NBA Draft: 2013 historical redraft shows vast differences
By Phil Watson
Actual selection: Otto Porter, SF, Georgetown
This draft was so long ago that CJ McCollum was still known to all of us as C.J. McCollum (those of us who have to pay attention to where the periods are and are not, that is). Would the Washington Wizards have gone shooting guard in back-to-back years, having taken Bradley Beal in 2012? Maybe not, but it was Ernie Grunfeld, which meant anything was possible.
McCollum’s stock took a bit of a hit after being limited to just 12 games as a senior at Lehigh due to a broken foot, an injury that plagued him well into his rookie year with the Portland Trail Blazers after he was taken with the 10th overall pick.

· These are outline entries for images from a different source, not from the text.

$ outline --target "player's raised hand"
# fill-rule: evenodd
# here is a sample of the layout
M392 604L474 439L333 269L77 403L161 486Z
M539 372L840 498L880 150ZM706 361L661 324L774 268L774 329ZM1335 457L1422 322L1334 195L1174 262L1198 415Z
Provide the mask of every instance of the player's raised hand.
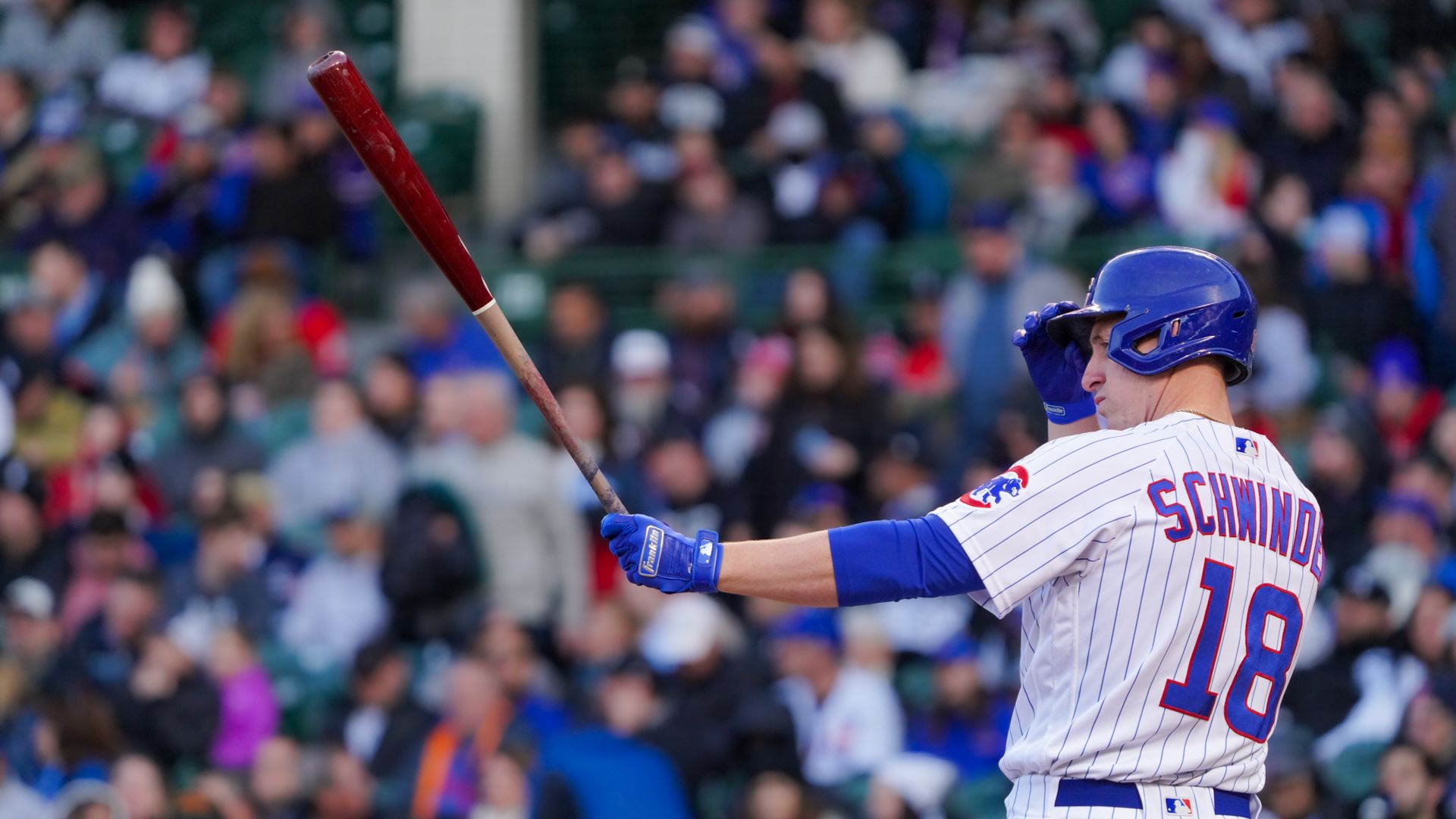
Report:
M1053 424L1070 424L1096 412L1092 393L1082 389L1088 358L1076 344L1059 345L1047 334L1047 322L1076 310L1072 302L1056 302L1026 313L1022 329L1012 335L1031 373L1031 383L1041 393L1041 405Z
M696 539L684 538L646 514L607 514L601 519L601 536L628 580L638 586L668 595L718 590L724 560L718 532L702 529Z

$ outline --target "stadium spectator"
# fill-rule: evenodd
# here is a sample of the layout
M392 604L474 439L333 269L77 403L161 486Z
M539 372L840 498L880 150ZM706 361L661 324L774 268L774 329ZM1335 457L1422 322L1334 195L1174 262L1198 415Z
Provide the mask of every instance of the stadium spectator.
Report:
M904 55L847 0L810 0L804 9L804 61L839 83L856 112L884 109L906 96Z
M383 532L368 512L328 513L329 551L298 577L278 635L313 673L341 669L389 622L380 589Z
M197 554L167 577L167 634L201 663L227 630L262 640L272 627L272 600L258 568L262 544L234 512L198 523Z
M208 58L192 51L192 20L181 6L160 3L147 15L144 50L116 57L96 83L100 101L147 119L166 119L201 102Z
M542 748L547 784L540 810L690 816L677 772L648 737L658 720L651 669L639 657L625 660L597 681L594 700L600 726L561 734Z
M319 385L310 430L269 466L278 525L306 528L341 509L383 516L399 493L399 458L368 426L354 386L342 380Z
M96 79L119 52L116 19L89 0L16 4L0 28L0 63L26 73L45 93Z
M313 103L307 83L309 64L331 48L345 50L342 22L331 3L290 3L281 36L268 55L258 85L258 108L269 119L284 119Z
M1025 367L1016 350L1000 350L993 338L1009 338L1021 326L1022 306L1073 296L1060 271L1038 264L1010 230L1010 210L978 205L962 217L962 273L941 299L941 348L961 391L961 446L984 447L994 417L1010 398ZM987 351L981 356L977 351Z
M185 370L183 370L185 372ZM198 477L208 471L233 477L262 469L264 450L233 424L217 376L192 370L182 385L175 442L162 450L151 474L175 517L195 519Z
M466 442L421 447L412 472L476 510L476 549L501 611L533 630L579 627L585 536L579 519L559 512L550 450L515 431L515 388L502 376L469 376L460 389Z
M844 666L834 615L799 609L773 628L779 694L794 714L804 778L840 785L869 774L904 742L894 691L871 672Z
M775 638L783 606L623 589L475 318L434 274L396 296L411 240L303 67L357 38L431 179L470 184L475 140L379 4L0 6L0 802L1000 810L1015 622L871 606L836 651ZM1236 418L1325 552L1264 810L1449 812L1446 4L713 0L604 52L587 6L543 26L534 201L447 204L628 507L729 541L922 514L1040 443L1028 309L1207 246L1259 306Z
M335 704L323 736L364 762L376 781L381 810L397 813L409 803L414 759L435 718L409 692L409 659L387 637L354 654L348 694Z
M504 370L505 360L475 318L457 313L456 296L437 280L411 281L399 293L405 338L400 354L419 382L472 370Z
M258 748L278 730L278 698L248 635L223 628L213 637L208 676L217 686L220 716L210 759L226 771L248 768Z
M601 297L587 284L558 286L546 303L546 332L533 354L546 383L606 388L613 331Z
M74 246L47 242L31 254L31 287L54 312L51 341L68 351L99 332L111 316L100 277Z
M491 667L460 659L446 681L444 714L425 736L411 816L467 816L480 797L478 771L511 727L511 704Z
M52 243L70 248L99 277L108 300L115 300L144 251L141 222L114 191L106 168L89 147L64 154L45 179L52 195L17 245L38 252Z

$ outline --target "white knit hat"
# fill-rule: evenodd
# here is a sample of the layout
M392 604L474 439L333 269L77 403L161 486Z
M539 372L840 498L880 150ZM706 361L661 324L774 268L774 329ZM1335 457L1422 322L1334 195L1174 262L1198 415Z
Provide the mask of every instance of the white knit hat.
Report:
M162 256L141 256L131 265L127 284L127 319L131 324L182 309L182 289L172 278L172 265Z

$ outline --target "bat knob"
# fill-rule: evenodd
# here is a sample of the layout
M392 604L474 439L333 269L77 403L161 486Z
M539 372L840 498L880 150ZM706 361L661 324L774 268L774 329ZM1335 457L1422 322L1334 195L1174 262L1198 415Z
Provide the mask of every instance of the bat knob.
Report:
M312 66L309 66L309 79L312 80L313 77L322 76L323 73L331 71L333 68L348 66L349 63L351 61L348 54L342 51L329 51L323 57L314 60Z

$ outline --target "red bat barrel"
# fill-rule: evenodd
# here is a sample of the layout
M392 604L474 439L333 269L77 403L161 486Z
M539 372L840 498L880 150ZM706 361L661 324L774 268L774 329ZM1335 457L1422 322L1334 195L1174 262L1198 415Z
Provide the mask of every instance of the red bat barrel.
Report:
M344 137L374 175L409 232L446 274L472 313L495 302L491 289L475 267L450 214L435 195L425 175L409 154L399 131L384 117L379 99L368 90L354 61L342 51L329 51L309 66L309 85L333 114Z

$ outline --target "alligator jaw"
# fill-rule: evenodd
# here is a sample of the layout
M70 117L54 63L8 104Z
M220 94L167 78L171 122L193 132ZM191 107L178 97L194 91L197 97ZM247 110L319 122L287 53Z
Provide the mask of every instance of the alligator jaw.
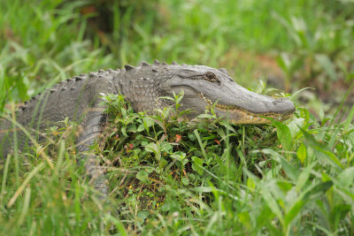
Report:
M257 125L272 123L272 121L268 118L273 118L275 121L283 121L289 118L294 113L294 111L291 111L287 114L255 114L237 108L225 109L223 106L219 106L218 104L215 104L215 110L217 114L224 116L227 120L235 125Z
M269 118L273 118L275 121L283 121L289 118L295 111L293 103L284 98L276 99L267 97L268 99L273 99L273 103L278 103L278 105L285 106L284 110L281 110L281 112L255 113L235 105L219 104L218 102L212 103L212 100L206 98L203 93L200 94L200 96L205 102L207 106L210 107L214 105L215 111L218 116L222 116L235 125L269 124L272 123L271 119ZM281 104L281 103L283 104Z

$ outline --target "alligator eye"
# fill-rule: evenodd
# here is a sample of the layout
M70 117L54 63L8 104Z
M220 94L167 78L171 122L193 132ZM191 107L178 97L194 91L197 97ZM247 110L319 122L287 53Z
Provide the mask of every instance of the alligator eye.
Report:
M205 78L206 78L206 80L211 81L211 82L219 81L219 80L216 77L216 75L213 72L207 72L205 73Z

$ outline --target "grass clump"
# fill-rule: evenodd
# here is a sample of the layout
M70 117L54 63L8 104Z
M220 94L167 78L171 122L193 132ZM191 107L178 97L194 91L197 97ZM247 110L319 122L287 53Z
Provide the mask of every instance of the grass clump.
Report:
M96 199L77 165L75 138L69 134L75 126L66 123L66 129L52 129L56 152L42 146L53 167L35 155L6 160L4 230L74 235L352 232L354 109L345 121L329 126L302 108L286 124L233 126L216 118L212 108L196 122L181 121L181 95L154 115L135 113L120 95L104 99L107 141L94 150L107 168L107 203Z

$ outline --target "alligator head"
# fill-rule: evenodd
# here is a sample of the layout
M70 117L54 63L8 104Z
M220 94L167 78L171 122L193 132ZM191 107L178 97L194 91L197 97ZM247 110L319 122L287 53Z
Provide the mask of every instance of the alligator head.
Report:
M295 106L289 100L251 92L235 82L225 69L175 63L166 65L155 61L151 65L147 63L142 63L140 67L127 65L126 70L126 80L129 80L135 89L127 89L127 82L120 83L119 87L126 96L130 96L128 100L133 102L135 110L161 109L166 104L158 102L157 98L173 97L173 93L183 91L181 109L193 111L188 115L189 118L204 113L205 108L211 105L215 105L217 116L223 116L235 124L270 123L265 117L284 120L295 111ZM140 93L142 88L149 95Z

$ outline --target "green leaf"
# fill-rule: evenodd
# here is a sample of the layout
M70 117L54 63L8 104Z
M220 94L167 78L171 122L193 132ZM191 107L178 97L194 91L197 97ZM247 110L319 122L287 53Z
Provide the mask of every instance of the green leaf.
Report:
M224 119L220 120L220 125L225 126L227 129L228 129L234 133L236 133L236 131L234 129L234 127L230 125L230 123L228 121L224 120Z
M145 171L139 171L136 173L136 179L138 179L139 180L141 180L142 182L146 182L148 180L148 178L149 178L149 174Z
M272 124L277 128L277 136L282 145L283 149L289 151L291 149L292 142L289 128L279 121L273 121Z
M188 186L189 184L189 179L187 177L182 178L182 184Z
M204 164L204 161L196 156L192 156L192 169L196 171L199 175L203 175L204 172L204 170L203 170L202 166Z
M302 200L299 200L296 202L296 203L295 203L291 207L291 209L289 210L289 212L287 212L287 214L284 217L284 225L285 225L288 226L291 223L291 221L293 221L294 218L297 217L297 215L301 211L304 204L304 202Z
M296 156L297 156L297 158L300 160L301 164L304 164L304 160L306 159L306 156L307 156L307 149L306 149L306 147L303 143L297 148Z

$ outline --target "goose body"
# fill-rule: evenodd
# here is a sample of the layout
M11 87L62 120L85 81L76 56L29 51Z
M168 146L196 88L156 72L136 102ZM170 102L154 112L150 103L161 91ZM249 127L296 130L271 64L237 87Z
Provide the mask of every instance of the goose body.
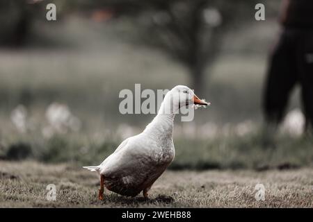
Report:
M173 98L185 95L186 90L186 99L172 102ZM83 166L100 174L99 199L103 198L103 187L127 196L135 196L143 191L144 196L147 196L147 191L174 160L174 117L180 107L190 102L208 105L187 87L174 87L166 95L157 115L143 133L124 140L100 165Z

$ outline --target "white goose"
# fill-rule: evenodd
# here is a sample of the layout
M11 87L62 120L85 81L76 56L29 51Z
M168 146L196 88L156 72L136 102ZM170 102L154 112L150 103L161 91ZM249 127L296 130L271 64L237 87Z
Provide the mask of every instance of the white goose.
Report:
M103 199L104 187L127 196L141 191L145 198L155 180L174 159L172 128L175 113L188 104L208 105L188 87L177 85L168 92L157 115L139 135L124 140L97 166L83 166L100 174L99 199Z

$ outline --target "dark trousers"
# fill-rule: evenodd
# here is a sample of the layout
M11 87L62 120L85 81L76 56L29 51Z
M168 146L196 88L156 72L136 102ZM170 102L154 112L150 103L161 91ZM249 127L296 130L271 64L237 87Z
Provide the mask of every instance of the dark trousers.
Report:
M263 98L267 122L278 124L282 120L297 83L307 128L313 126L313 29L285 28L272 52Z

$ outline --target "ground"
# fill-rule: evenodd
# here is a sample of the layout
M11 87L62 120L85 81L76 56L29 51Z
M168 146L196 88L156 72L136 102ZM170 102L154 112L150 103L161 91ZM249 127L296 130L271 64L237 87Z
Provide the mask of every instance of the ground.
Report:
M313 207L313 169L166 171L148 200L105 191L97 200L97 173L67 164L0 162L0 207ZM265 200L257 201L263 184ZM56 186L48 201L47 185Z

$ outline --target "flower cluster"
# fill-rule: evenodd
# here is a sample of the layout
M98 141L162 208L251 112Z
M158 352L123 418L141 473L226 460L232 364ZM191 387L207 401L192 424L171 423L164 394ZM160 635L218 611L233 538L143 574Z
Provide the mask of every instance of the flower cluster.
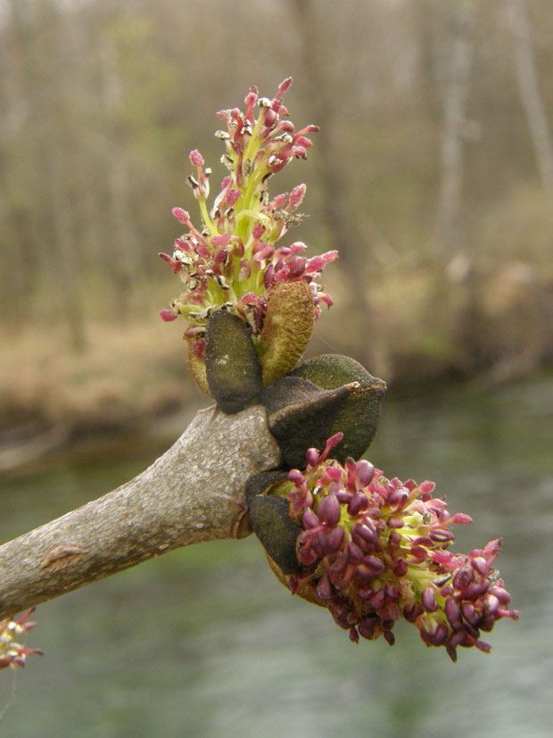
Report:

But McCollum, who played only 38 games and 476 minutes in 2013-14, emerged as a rotational reserve the next year and has been a starter and a 20-point-a-night scorer since his third NBA campaign in 2015-16, when he was named Most Improved Player.
Porter similarly took some time to grow into his role in Washington, playing 37 games and 319 as a rookie, becoming a reserve in the rotation in 2014-15 and a starter in 2015-16.
But while Porter developed into a solid complementary piece, he’s never approached McCollum’s level of production and he’s also coming back from a serious foot problem of his own that sidelined him much of this truncated 2019-20 season.
If nothing else, having McCollum and Beal would have given Grunfeld a surplus of backcourt shooting to deal from. Not that, you know, he would have gotten the trade right or anything, but theoretically, it could have given the Wizards assets from which to build.